Williams, 35, brought his résumé showing a work history that included a stint in the U.S. Army and jobs as a forklift operator, secretary and factory worker. What the document didn’t show, and what he’ll be required to explain on future job applications, is his 2006 conviction for felony criminal sexual assault. Williams, a father of six, maintains he was wrongfully convicted and that the incident was consensual.
“It’s depressing. It’s a stigma that’s put on me. I’m already at a disadvantage and [filling out job applications] reminds me of it constantly,” he said. “I’m the comeback kid, though.”
Hundreds of other job seekers arrived with similar stories, forming long lines for a crack at impressing their potential new employers.
Maribel Bahena works for a Skokie-based staffing agency that offers on-the-job training for factory and warehouse work. She said she gave most of the ex-cons who had lined up to speak with her the benefit of the doubt.
“It’s surprising to see some of the potential here,” she said.
Hosted by Living Word Christian Center, Thursday’s job fair was part of the ministry’s "We Care Re-entry program," made possible through a partnership with Gov. Pat Quinn's Neighborhood Recovery Initiative.
"There are people out here that care about you, even though you’ve got challenges in your background," said Living Word Pastor Lonneil Watson.
Nearly 300 people attended the church's pre-registration workshops that offered tips on résumé building, mastering a job interview techniques and dressing for success, areas where, Watson said, jobseekers typically falter.
In the morning, so many people showed up at the fair without registering that organizers encouraged them to come back for a special second session in the afternoon.
Living Word volunteer Derrick Collins vetted participants, some of whom had to be turned away because they didn't have résumés.
“It’s been the hardest part of the fair.
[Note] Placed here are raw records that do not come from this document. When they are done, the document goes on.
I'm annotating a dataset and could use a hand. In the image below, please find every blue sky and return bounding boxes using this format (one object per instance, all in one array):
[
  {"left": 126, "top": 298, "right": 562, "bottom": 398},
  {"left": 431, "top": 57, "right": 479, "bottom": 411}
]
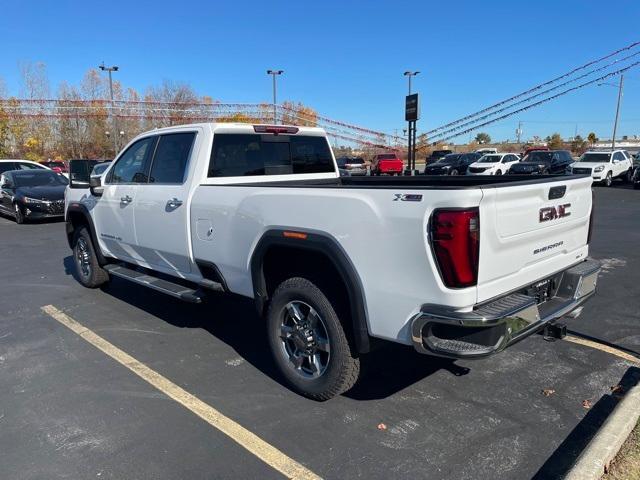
[{"left": 1, "top": 0, "right": 639, "bottom": 143}]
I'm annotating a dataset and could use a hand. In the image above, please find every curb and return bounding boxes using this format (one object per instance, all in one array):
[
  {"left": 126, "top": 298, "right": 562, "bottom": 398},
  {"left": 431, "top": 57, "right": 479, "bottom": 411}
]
[{"left": 565, "top": 381, "right": 640, "bottom": 480}]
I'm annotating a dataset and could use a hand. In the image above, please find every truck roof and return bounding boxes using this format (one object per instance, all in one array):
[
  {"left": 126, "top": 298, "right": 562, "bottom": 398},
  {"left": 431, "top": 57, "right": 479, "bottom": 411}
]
[{"left": 141, "top": 122, "right": 328, "bottom": 137}]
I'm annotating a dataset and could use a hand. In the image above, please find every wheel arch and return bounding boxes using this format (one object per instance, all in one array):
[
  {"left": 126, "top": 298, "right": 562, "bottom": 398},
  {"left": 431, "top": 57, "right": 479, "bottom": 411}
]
[
  {"left": 250, "top": 229, "right": 371, "bottom": 354},
  {"left": 65, "top": 203, "right": 107, "bottom": 265}
]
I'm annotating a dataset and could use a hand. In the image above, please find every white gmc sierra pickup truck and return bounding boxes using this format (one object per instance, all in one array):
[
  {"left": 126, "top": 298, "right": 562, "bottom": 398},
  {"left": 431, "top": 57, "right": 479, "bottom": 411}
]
[{"left": 65, "top": 123, "right": 600, "bottom": 400}]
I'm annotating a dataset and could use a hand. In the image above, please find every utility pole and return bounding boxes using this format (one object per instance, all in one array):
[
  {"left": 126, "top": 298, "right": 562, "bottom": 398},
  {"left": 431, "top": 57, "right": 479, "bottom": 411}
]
[
  {"left": 516, "top": 121, "right": 523, "bottom": 144},
  {"left": 266, "top": 69, "right": 284, "bottom": 124},
  {"left": 611, "top": 74, "right": 624, "bottom": 150},
  {"left": 99, "top": 62, "right": 119, "bottom": 155}
]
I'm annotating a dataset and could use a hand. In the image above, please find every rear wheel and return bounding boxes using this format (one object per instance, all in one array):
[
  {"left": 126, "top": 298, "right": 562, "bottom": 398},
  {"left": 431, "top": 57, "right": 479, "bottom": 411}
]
[
  {"left": 495, "top": 170, "right": 503, "bottom": 175},
  {"left": 266, "top": 277, "right": 360, "bottom": 401},
  {"left": 604, "top": 171, "right": 613, "bottom": 187},
  {"left": 72, "top": 226, "right": 109, "bottom": 288},
  {"left": 13, "top": 203, "right": 24, "bottom": 224}
]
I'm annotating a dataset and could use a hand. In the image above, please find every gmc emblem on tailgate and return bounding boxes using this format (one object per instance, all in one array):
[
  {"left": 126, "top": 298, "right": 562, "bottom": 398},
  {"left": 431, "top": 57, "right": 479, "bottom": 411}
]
[{"left": 539, "top": 203, "right": 571, "bottom": 223}]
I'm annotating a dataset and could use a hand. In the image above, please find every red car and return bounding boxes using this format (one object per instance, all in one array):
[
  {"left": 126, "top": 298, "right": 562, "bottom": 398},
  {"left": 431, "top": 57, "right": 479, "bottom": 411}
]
[
  {"left": 522, "top": 146, "right": 549, "bottom": 157},
  {"left": 40, "top": 160, "right": 69, "bottom": 174},
  {"left": 372, "top": 153, "right": 404, "bottom": 176}
]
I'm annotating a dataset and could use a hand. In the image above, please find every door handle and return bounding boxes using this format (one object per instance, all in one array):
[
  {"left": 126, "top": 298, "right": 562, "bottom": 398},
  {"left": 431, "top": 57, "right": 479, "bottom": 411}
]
[
  {"left": 167, "top": 198, "right": 183, "bottom": 209},
  {"left": 120, "top": 195, "right": 133, "bottom": 204}
]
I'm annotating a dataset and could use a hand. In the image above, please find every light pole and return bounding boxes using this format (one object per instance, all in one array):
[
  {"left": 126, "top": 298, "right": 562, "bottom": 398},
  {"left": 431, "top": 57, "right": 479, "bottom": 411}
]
[
  {"left": 598, "top": 75, "right": 624, "bottom": 150},
  {"left": 99, "top": 62, "right": 120, "bottom": 154},
  {"left": 267, "top": 69, "right": 284, "bottom": 124},
  {"left": 403, "top": 71, "right": 420, "bottom": 95}
]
They’ve borrowed money to get here, gotten rides here and did the best they could. We receive them with dignity and let them go with dignity,” he said.
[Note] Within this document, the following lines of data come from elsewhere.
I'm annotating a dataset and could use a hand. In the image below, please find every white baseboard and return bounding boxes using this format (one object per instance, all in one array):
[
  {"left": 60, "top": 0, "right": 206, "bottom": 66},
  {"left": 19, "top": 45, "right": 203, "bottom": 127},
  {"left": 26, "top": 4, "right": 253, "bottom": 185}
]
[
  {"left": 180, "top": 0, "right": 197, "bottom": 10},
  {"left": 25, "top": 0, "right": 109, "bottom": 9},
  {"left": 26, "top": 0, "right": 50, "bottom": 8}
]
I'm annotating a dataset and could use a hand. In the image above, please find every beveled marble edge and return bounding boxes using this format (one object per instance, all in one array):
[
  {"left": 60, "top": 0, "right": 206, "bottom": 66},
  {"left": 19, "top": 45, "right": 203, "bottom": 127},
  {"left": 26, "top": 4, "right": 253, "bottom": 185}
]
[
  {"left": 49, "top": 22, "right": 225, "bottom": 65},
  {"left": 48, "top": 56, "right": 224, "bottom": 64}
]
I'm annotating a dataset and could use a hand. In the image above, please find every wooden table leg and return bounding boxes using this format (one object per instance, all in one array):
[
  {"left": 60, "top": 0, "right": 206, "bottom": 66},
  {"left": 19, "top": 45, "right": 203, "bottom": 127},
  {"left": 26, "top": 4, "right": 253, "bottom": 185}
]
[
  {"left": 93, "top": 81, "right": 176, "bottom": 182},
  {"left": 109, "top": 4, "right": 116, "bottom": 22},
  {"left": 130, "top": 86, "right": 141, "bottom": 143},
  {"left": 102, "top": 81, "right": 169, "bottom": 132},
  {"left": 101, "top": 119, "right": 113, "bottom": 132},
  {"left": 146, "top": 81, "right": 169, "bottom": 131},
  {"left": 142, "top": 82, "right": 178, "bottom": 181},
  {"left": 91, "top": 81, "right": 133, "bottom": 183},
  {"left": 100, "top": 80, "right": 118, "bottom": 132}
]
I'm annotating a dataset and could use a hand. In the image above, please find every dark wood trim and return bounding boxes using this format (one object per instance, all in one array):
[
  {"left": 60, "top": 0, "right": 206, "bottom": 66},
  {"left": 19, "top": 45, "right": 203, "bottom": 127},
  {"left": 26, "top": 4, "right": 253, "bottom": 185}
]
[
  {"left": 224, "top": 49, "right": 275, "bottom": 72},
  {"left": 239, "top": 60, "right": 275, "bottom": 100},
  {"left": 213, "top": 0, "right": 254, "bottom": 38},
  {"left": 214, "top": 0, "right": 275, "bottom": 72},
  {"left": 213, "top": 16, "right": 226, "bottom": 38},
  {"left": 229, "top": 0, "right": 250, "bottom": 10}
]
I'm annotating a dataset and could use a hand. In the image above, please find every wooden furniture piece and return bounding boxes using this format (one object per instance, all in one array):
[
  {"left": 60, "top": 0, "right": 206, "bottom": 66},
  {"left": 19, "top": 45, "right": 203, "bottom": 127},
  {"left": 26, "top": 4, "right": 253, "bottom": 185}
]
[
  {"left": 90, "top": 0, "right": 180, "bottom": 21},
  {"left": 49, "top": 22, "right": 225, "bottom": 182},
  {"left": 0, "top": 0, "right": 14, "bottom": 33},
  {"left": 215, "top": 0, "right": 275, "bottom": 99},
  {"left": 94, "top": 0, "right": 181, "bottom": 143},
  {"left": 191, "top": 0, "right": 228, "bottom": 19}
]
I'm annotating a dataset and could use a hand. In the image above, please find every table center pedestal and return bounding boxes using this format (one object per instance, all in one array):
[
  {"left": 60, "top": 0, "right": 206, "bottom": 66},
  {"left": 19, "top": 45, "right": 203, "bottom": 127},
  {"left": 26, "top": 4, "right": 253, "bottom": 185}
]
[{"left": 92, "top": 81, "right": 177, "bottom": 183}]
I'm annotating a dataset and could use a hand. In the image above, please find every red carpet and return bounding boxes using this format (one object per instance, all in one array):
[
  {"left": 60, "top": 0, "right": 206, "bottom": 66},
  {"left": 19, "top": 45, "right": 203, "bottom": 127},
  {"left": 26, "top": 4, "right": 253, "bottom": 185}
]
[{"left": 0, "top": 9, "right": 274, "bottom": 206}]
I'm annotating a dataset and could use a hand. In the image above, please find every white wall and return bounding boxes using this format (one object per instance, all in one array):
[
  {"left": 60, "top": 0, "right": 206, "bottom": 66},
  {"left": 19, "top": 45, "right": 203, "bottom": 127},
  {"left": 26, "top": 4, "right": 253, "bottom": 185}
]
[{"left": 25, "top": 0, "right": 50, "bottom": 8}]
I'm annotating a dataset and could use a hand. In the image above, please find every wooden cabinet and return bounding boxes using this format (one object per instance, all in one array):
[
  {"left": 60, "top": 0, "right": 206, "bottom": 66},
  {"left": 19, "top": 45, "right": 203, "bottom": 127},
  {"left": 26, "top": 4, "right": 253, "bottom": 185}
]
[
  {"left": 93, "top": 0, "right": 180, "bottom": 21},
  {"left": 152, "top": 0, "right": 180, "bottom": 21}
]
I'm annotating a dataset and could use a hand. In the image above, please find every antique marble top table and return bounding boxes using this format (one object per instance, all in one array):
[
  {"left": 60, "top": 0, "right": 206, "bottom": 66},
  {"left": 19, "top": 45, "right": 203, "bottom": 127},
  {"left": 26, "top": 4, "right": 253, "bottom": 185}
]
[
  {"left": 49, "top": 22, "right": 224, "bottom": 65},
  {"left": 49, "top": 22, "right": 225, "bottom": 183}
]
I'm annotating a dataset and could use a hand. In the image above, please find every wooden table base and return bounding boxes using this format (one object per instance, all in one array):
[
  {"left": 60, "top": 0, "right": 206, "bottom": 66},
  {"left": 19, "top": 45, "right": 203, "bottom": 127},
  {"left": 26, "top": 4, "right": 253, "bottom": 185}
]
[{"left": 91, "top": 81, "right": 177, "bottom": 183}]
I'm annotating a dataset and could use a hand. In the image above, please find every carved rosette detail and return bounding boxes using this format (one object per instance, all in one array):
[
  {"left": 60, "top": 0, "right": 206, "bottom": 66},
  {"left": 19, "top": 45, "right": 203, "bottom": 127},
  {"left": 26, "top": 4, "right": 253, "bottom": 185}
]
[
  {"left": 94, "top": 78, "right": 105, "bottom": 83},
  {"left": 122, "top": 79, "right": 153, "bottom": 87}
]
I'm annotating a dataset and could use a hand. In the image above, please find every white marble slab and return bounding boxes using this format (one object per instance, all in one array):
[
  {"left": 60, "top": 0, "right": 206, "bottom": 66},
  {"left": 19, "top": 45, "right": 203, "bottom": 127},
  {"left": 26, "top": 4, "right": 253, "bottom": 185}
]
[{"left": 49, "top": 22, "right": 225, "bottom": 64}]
A few hours after leaving the fair, Williams said he was disappointed. He was expecting to be interviewed on the spot. Instead, he only dropped off a few résumés and shook a few hands.
“I did what I could do. I presented myself to be marketable and get hired. I’m hoping someone calls me,” he said. “You’ve got to position yourself for someone to help you and your family, despite the circumstances.”